The broader landscape for disease-modifying osteoarthritis drugs offers little room for overconfidence.
A 2025 review of phase two and three osteoarthritis trials found that while “many DMOADs have progressed to clinical trials, very few have made a significant impact and none have been approved for clinical use.
Reviewing eleven candidates tested between 2010 and 2024, including small molecules, biologics and cell or gene-based therapies, authors conclude that failure has been driven less by any single mechanism than by the difficulty of demonstrating truly disease-modifying benefit.
Several programmes reported statistically significant effects on either pain or joint structure, but rarely both.
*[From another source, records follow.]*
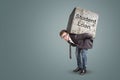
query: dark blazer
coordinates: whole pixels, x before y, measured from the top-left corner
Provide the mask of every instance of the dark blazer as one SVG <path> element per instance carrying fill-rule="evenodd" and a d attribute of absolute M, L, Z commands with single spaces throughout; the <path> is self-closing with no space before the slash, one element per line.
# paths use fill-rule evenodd
<path fill-rule="evenodd" d="M 88 33 L 83 33 L 83 34 L 72 34 L 69 33 L 70 38 L 72 41 L 75 43 L 68 43 L 72 46 L 77 46 L 81 49 L 91 49 L 93 47 L 93 38 L 90 34 Z"/>

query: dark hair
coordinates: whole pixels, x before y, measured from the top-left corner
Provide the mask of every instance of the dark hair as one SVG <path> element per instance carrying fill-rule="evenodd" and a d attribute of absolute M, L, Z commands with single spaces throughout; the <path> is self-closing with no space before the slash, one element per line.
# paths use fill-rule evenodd
<path fill-rule="evenodd" d="M 63 29 L 63 30 L 60 31 L 59 35 L 61 36 L 64 32 L 68 33 L 67 30 Z"/>

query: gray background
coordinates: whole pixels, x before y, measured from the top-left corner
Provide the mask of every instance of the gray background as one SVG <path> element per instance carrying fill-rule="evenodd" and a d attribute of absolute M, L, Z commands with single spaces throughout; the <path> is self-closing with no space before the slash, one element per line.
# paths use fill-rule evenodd
<path fill-rule="evenodd" d="M 0 80 L 119 80 L 120 0 L 0 0 Z M 99 14 L 88 73 L 80 76 L 66 28 L 74 7 Z"/>

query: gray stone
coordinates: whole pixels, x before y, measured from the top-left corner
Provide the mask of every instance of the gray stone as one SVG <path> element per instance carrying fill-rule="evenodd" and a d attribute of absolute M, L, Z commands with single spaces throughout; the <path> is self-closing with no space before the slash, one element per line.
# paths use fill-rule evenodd
<path fill-rule="evenodd" d="M 79 7 L 73 9 L 69 16 L 67 30 L 70 33 L 89 33 L 95 38 L 98 14 Z"/>

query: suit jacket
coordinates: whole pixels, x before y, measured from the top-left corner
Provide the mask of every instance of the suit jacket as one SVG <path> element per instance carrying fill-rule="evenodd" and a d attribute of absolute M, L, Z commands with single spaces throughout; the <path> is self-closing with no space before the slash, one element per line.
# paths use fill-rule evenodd
<path fill-rule="evenodd" d="M 72 46 L 77 46 L 81 49 L 91 49 L 93 47 L 93 38 L 88 33 L 83 34 L 72 34 L 69 33 L 71 40 L 75 43 L 68 43 Z"/>

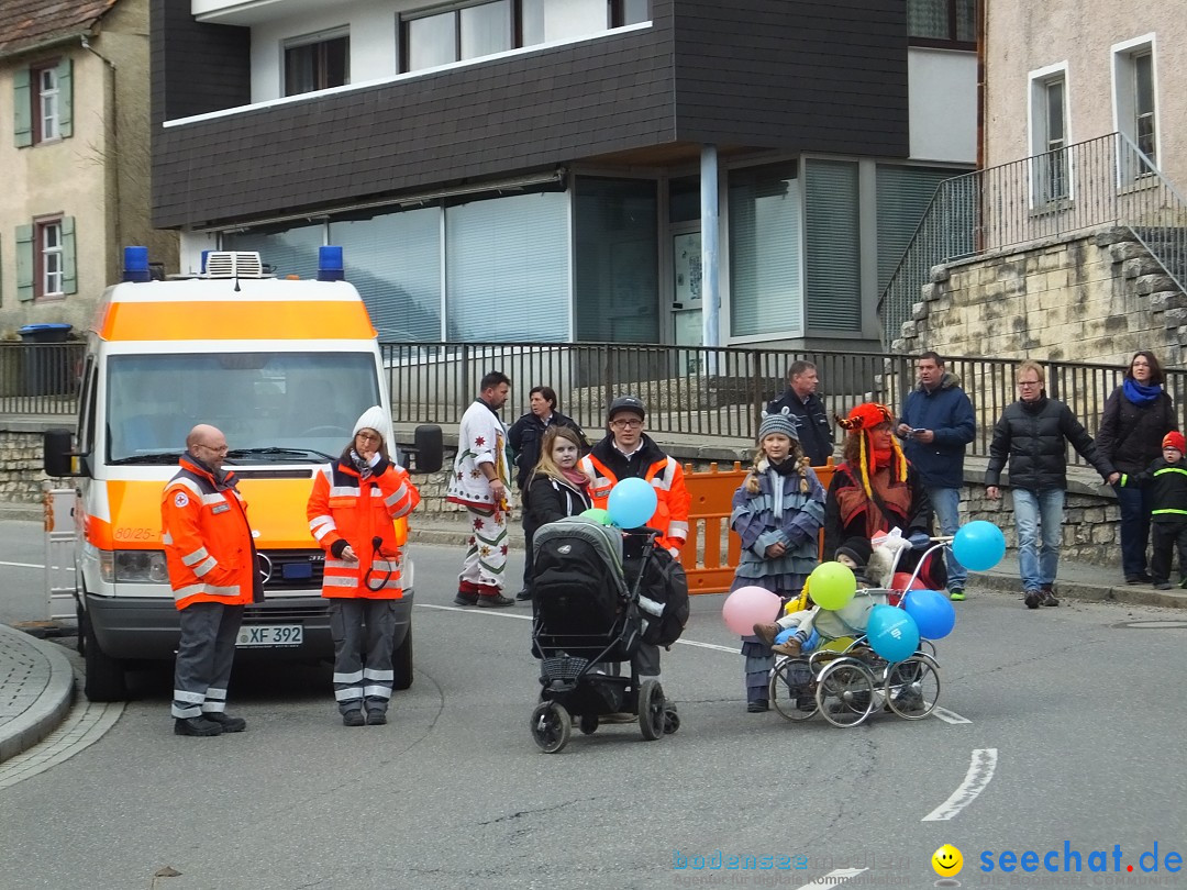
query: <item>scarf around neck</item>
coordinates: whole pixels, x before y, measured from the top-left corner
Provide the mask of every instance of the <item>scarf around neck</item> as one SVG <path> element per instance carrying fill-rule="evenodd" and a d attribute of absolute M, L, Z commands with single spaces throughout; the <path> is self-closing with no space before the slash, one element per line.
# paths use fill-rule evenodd
<path fill-rule="evenodd" d="M 1145 383 L 1138 383 L 1132 377 L 1125 377 L 1125 382 L 1122 383 L 1122 390 L 1125 393 L 1125 398 L 1137 406 L 1150 405 L 1162 395 L 1162 387 L 1157 383 L 1151 387 Z"/>

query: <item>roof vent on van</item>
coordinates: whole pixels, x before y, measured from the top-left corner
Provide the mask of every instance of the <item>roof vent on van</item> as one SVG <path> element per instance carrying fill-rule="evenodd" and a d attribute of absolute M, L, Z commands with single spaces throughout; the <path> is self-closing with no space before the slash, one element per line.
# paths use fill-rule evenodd
<path fill-rule="evenodd" d="M 260 254 L 254 250 L 211 250 L 203 278 L 265 278 Z"/>

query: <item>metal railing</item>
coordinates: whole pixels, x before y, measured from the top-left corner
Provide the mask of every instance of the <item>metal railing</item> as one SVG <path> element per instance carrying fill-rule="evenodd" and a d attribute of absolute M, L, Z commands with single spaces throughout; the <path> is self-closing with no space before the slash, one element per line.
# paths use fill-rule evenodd
<path fill-rule="evenodd" d="M 560 411 L 591 437 L 604 428 L 610 401 L 630 393 L 647 405 L 647 428 L 656 438 L 753 440 L 760 412 L 783 392 L 787 368 L 801 358 L 817 365 L 819 394 L 830 415 L 844 415 L 869 400 L 897 412 L 915 384 L 914 358 L 889 352 L 611 343 L 386 343 L 381 349 L 398 422 L 457 424 L 477 396 L 482 375 L 499 370 L 512 379 L 512 398 L 502 412 L 507 421 L 528 411 L 533 386 L 550 386 Z M 967 453 L 988 456 L 994 424 L 1017 399 L 1017 361 L 953 356 L 946 367 L 960 377 L 977 414 L 977 436 Z M 1122 382 L 1124 368 L 1074 362 L 1047 362 L 1045 368 L 1048 395 L 1067 402 L 1096 434 L 1105 400 Z M 1187 405 L 1187 370 L 1164 374 L 1181 413 Z M 840 431 L 833 434 L 839 443 Z M 1068 459 L 1084 463 L 1071 450 Z"/>
<path fill-rule="evenodd" d="M 647 405 L 647 428 L 656 438 L 731 444 L 753 441 L 762 408 L 782 394 L 796 360 L 817 365 L 819 395 L 830 415 L 845 415 L 869 400 L 900 411 L 915 384 L 914 360 L 890 352 L 623 343 L 381 343 L 380 349 L 394 420 L 446 427 L 461 420 L 490 370 L 512 379 L 512 398 L 502 412 L 508 421 L 528 411 L 532 387 L 550 386 L 560 411 L 596 437 L 610 401 L 630 393 Z M 82 343 L 0 343 L 0 418 L 75 414 L 82 357 Z M 946 367 L 960 377 L 977 414 L 977 437 L 967 453 L 988 456 L 994 424 L 1017 398 L 1017 362 L 952 356 Z M 1124 369 L 1074 362 L 1047 362 L 1045 368 L 1048 395 L 1067 402 L 1096 434 L 1105 399 Z M 1187 370 L 1167 369 L 1164 375 L 1182 413 Z M 840 431 L 833 434 L 839 443 Z M 1084 463 L 1071 452 L 1068 458 Z"/>
<path fill-rule="evenodd" d="M 1123 133 L 945 179 L 882 292 L 886 343 L 933 266 L 1110 224 L 1131 229 L 1183 290 L 1187 201 Z"/>
<path fill-rule="evenodd" d="M 75 414 L 84 343 L 0 343 L 0 415 Z"/>

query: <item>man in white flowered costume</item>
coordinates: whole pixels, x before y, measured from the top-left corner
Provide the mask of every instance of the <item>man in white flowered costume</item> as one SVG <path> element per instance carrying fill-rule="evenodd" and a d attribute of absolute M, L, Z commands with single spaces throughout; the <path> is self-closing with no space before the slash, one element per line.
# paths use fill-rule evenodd
<path fill-rule="evenodd" d="M 507 403 L 512 382 L 506 374 L 490 371 L 480 388 L 481 395 L 462 415 L 445 500 L 466 509 L 472 530 L 453 602 L 494 608 L 515 604 L 503 596 L 510 470 L 507 427 L 495 413 Z"/>

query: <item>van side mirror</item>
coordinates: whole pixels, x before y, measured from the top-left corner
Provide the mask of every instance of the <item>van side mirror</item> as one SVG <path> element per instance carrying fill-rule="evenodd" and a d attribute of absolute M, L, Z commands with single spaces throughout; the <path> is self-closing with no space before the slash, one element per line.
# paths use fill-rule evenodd
<path fill-rule="evenodd" d="M 445 460 L 445 440 L 442 437 L 442 428 L 436 425 L 418 426 L 412 434 L 412 449 L 414 464 L 410 464 L 411 472 L 438 472 Z"/>
<path fill-rule="evenodd" d="M 42 465 L 47 476 L 63 478 L 82 476 L 75 463 L 74 432 L 70 430 L 46 430 L 43 440 Z"/>

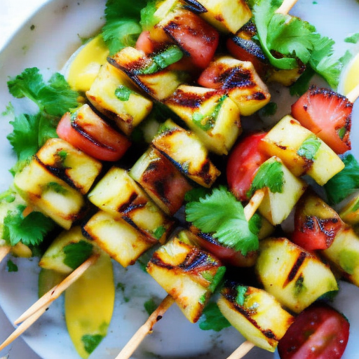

The review notes that “the clinical relevance of a marginal increase in one without the other remains unclear,” warning that structural effects without symptom relief may be clinically meaningless, while pain relief without structural protection could even accelerate disease progression.
Over the past decade, major programmes at Pfizer, Eli Lilly, AbbVie, GlaxoSmithKline and Sanofi have been discontinued or deprioritised after failing to deliver regulator-acceptable evidence of disease modification.
In 2020, Unity Biotechnology reported phase two data showing that its senolytic candidate UBX0101, developed as a disease-modifying therapy for knee osteoarthritis, failed to deliver clinically meaningful improvements in pain or joint structure.
Unity subsequently discontinued its osteoarthritis programme, exited the field entirely and ceased operations in 2025.
The phase 2a readout will be the point at which the GLP-1 approach in osteoarthritis either earns its next chapter or joins a long list of programmes that fell short.